NEW! HELLO: Open Source


HELLO is a new DNA variant calling tool, where we use novel DNN (Deep Neural Network) architectures and customized variant inference functions that account for the underlying nature of sequencing data. Our method allows vastly smaller DNNs to outperform the Inception-v3 architecture used in DeepVariant for indel and substitution-type variant calls.

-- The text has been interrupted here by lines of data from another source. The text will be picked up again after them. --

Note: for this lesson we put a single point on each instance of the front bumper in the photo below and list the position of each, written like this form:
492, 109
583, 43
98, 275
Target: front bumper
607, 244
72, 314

Our improved accuracy and problem-specific customization of DNN models could enable more accurate pipelines and further method development in the field. Available since 2021.

Download HELLO

  1. Anand Ramachandran, Steven Lumetta, Eric Klee, and Deming Chen, “HELLO: Improved Neural Network Architectures and Methodologies for Small Variant Calling”, BMC Bioinformatics, 2021.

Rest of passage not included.